Simon wiped up the last of his soufflé with a piece of bread. “That’s ridiculous. There’s a wall three metres high between their garden and the pool. They’d have to be on stilts to see anything.”

“Beh oui.”
Blanc smiled apologetically. “But madame is the aunt of someone in the administration in Avignon.
Un gros bonnet
.”

Nicole put her hand on Simon’s arm. “Go on,
chéri
. Be a diplomat for five minutes.”

Simon stood up and inclined his head towards Madame Pons. “That was delicious.” He practised a diplomatic smile on the others. “Will that do?”

“A little
tapenade
on one of your teeth, dear,” said Ernest. “But otherwise, very nice. Auntie won’t be able to resist.”

Simon walked fifty yards down the street and knocked twice at the heavy oak door. He heard footsteps, and the small grille fitted into the door slid to one side. Suspicious, bespectacled eyes peered up at him. He had to stoop so that they could see his face.

“Oui?”


Bonjour, madame
. I am your neighbour, from the hotel.”

“Oui.”

“The proprietor of the hotel.”

“Ah bon.”

“Yes.” Simon was starting to feel like a door-to-door salesmen with halitosis. “Madame, would it be possible for us to talk? Just for a few minutes?”

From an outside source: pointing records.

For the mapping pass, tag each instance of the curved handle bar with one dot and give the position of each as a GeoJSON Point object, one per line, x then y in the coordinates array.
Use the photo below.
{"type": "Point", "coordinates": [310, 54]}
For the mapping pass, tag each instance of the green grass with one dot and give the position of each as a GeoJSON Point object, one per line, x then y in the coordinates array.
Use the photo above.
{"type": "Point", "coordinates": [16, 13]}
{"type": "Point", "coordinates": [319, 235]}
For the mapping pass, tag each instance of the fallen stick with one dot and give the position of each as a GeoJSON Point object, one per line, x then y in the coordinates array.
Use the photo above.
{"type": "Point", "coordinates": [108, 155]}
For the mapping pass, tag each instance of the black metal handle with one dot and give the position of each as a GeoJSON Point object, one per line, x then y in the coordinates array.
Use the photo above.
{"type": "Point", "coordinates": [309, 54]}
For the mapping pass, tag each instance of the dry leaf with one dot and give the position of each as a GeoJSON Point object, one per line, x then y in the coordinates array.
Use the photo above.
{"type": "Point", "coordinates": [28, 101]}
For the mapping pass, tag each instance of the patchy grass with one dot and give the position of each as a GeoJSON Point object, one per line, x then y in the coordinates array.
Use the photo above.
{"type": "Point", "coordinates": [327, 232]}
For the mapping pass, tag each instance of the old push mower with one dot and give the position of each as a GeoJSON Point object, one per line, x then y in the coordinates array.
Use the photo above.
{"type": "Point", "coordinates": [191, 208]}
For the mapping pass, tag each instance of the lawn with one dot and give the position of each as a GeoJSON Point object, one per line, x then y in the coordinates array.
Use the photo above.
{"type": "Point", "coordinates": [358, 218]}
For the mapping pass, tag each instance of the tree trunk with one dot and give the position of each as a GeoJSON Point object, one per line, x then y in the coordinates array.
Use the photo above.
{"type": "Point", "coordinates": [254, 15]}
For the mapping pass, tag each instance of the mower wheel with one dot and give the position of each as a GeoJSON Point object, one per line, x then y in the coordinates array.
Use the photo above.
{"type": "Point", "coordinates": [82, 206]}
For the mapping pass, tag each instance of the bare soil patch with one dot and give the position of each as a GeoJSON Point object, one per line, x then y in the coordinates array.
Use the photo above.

The spectacles studied him, and then the grille slid shut. There was the sound of bolts being drawn. A lock was turned. The door finally opened, and madame nodded Simon inside.

The house was dark, all the shutters closed against the sun. Simon followed madame’s short, erect figure into the kitchen and sat opposite her at a long table with a television set at one end. A central light hung from the ceiling. It could have been midnight. Madame folded her hands tightly and did the same with her lips.

Simon cleared his throat. “I’m told that you and your husband are worried about, ah, the swimming pool.”

Madame nodded. “Certain activities.”

“Oh, those.” Simon tried a reassuring smile. The lips opposite remained pursed. “Well, I can promise you that we will demand our guests to be discreet.”